りんちゃんは優しい子やし考えにくいけど、もしな、もしこの姿を見て……
『私、白石さんはもっとちゃんとした人だと思ってました』
…アレやな、生きていける自信がない。
やから見られた時は、嫌われてもしょうがない思うたのに。
『私、あ、会いたかったから』
『早く早く白石さんに会いたかったから……だから、待てなくて、』
りんちゃんはいつも、予想のずっと先をいってくれるから。
俺は…嬉しなるんや。
『すごい…色んなお店があるんですねっ』
あれから制服に着替え、片付けは任せたと言う皆の言葉に甘えて、りんちゃんと教室を回ることにした。

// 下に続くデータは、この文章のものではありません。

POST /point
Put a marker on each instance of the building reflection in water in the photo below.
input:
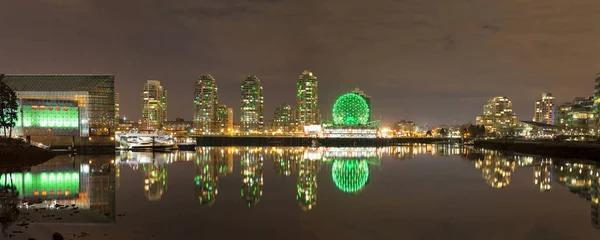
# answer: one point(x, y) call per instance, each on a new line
point(351, 171)
point(542, 174)
point(350, 168)
point(595, 205)
point(306, 184)
point(285, 160)
point(252, 175)
point(206, 181)
point(86, 183)
point(496, 169)
point(155, 180)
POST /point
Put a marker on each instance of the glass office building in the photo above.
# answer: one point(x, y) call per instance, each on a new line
point(64, 104)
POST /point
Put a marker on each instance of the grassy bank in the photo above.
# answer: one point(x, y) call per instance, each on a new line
point(16, 154)
point(586, 150)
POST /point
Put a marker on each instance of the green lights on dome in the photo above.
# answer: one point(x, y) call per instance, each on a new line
point(350, 110)
point(350, 175)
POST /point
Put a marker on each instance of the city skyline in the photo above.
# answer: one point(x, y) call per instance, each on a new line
point(420, 60)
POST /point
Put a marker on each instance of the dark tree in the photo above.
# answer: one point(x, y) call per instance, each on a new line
point(8, 108)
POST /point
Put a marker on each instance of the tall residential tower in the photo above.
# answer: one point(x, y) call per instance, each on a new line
point(497, 115)
point(284, 118)
point(307, 99)
point(206, 104)
point(251, 117)
point(544, 109)
point(154, 105)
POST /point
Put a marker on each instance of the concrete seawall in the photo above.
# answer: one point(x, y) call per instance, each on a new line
point(587, 150)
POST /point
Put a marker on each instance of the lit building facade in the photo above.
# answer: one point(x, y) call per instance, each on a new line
point(307, 99)
point(497, 115)
point(206, 104)
point(577, 117)
point(64, 104)
point(350, 115)
point(251, 117)
point(154, 105)
point(406, 128)
point(225, 119)
point(367, 99)
point(117, 108)
point(544, 109)
point(283, 118)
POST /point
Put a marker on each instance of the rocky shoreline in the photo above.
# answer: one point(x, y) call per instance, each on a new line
point(585, 150)
point(16, 154)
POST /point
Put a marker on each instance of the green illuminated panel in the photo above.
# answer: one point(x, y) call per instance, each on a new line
point(47, 184)
point(350, 110)
point(50, 117)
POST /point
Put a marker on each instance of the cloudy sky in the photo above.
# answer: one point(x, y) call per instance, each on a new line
point(431, 61)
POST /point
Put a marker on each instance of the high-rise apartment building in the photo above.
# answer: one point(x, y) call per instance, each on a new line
point(497, 115)
point(117, 108)
point(367, 99)
point(225, 119)
point(597, 93)
point(284, 118)
point(544, 109)
point(154, 105)
point(206, 104)
point(251, 116)
point(577, 117)
point(307, 99)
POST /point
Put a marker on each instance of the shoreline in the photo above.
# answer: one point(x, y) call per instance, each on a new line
point(16, 155)
point(582, 150)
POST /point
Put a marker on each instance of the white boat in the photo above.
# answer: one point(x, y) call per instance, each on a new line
point(135, 140)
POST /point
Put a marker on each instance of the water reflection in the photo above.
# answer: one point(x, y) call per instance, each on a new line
point(306, 185)
point(252, 176)
point(86, 184)
point(496, 169)
point(66, 189)
point(207, 176)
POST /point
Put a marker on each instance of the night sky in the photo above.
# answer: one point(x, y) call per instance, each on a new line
point(434, 61)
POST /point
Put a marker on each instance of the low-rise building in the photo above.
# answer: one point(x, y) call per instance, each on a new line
point(576, 117)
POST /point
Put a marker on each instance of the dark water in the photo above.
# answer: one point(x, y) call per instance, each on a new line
point(407, 192)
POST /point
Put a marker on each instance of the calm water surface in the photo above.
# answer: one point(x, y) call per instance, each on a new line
point(405, 192)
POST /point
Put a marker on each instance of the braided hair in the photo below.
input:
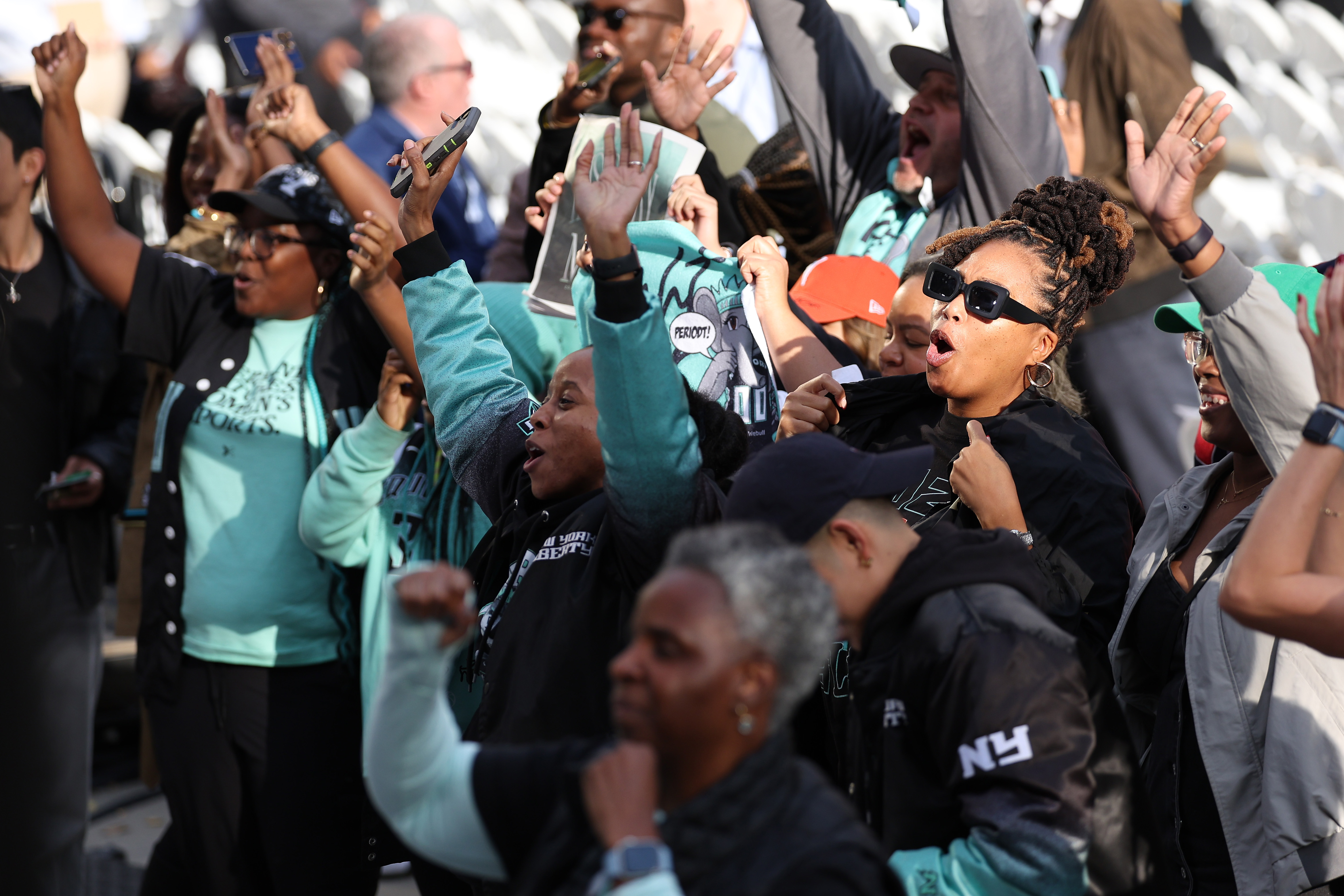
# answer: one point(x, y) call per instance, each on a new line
point(1076, 228)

四天宝寺ならではのユニークな店を見つめながら、キラキラ目を輝かせるりんちゃん。
お祭りもやけど、こうゆう賑やかな場所が好きなんやなぁと自然と口元が綻ぶ。
白「そのカーディガンかわええな。よう似合うてる」
『!あ、ありがとうございます///』
桜色のカーディガンがりんちゃんらしい。
(※何着ても似合うけど)
顔を赤くして嬉しそうに微笑んだりんちゃんは、隣で歩く俺をチラチラと見上げてきた。
『白石さんも、あの、ブレザー似合ってます…っ』
白「そうか?ありがとう」
『白石さん制服だから私も制服にしなきゃって思って、』
白「へ、何で?」
首を傾げると、『な、何でって…』とりんちゃんは更に顔を真っ赤に染める。
ようわからんけど必死に何かを伝えようとしとる姿が可愛くて、じっと見守るように待っとったら、やがてその小さな唇が動いた。
『制服デートみたいで、嬉しいからっ』
そう言って嬉しそうに笑うりんちゃんに見上げられてまえば、俺は、
白「…また、なんちゅーことを……」
『??』
ボソリと呟いた声は聞こえてないのか、未だ頬を染めながらニコニコ微笑んどるし。
俺は俺で赤なった顔を隠すように、片手で半分覆った。
越前くんはすごいわ。
この子と四六時中一緒におったら、心臓がいくつあっても足りへんのに。
込み上げてくるものを何とか落ち着かせ、隣で揺れる小さな手を自身の掌で包む。
それは俺よりずっと温かかった。
白「制服デート、やろ?」
『……!///』
りんちゃんの瞳を真っ直ぐ見て微笑むと、直ぐに逸らされる。
ギュッと強く握ったら更に慌てる姿がおもろい。
白「(…俺ばっかりこうも、悔しいもんな)」
自分の一挙一動が俺を掻き乱しとることに、りんちゃんは気付いてない。
りんちゃんに対しては嫉妬深くて、我が儘で、独占欲が強いことも…
今やって、廊下を擦れ違う度彼女を見つめる男子生徒が少し…どころやない、かなり気に食わない。
「あ、白石くん!後で教室見に行ってもええ?」
「うちらお腹空いちゃって」
白「ははっええよ、まけといたる」
隣のクラスの女の子やな、確か。
チラリと隣を見ると、直ぐに視線が絡み合った。
『白石さん、友達がいっぱいで、羨ましいです』
一瞬、胸が痛なった。
白「そんなことあらへんよ」
アホか、俺。
りんちゃんがヤキモチ妬いてくれへんことが、悲しいなんて。
真っ赤になりながらも、思っとることは伝えてくれるし、一生懸命応えようとしてくれることもちゃんとわかっとる。
好かれとるって自信もある。
せやけど、りんちゃんが俺に甘えてきたり、我が儘を言ったことは一度もない。
苦手なんは知っとるし、りんちゃんはほんまに良い子やから。寧ろ良い子すぎるくらいや。
白「(俺が、子供なんかな…?)」
直ぐに嫉妬してそれを抑え切れへんのは、俺だけなんかな。
りんちゃんは…ちゃうんやろうか。
『……白石さん?』
いつの間にか、繋いだ手を強く握っていた。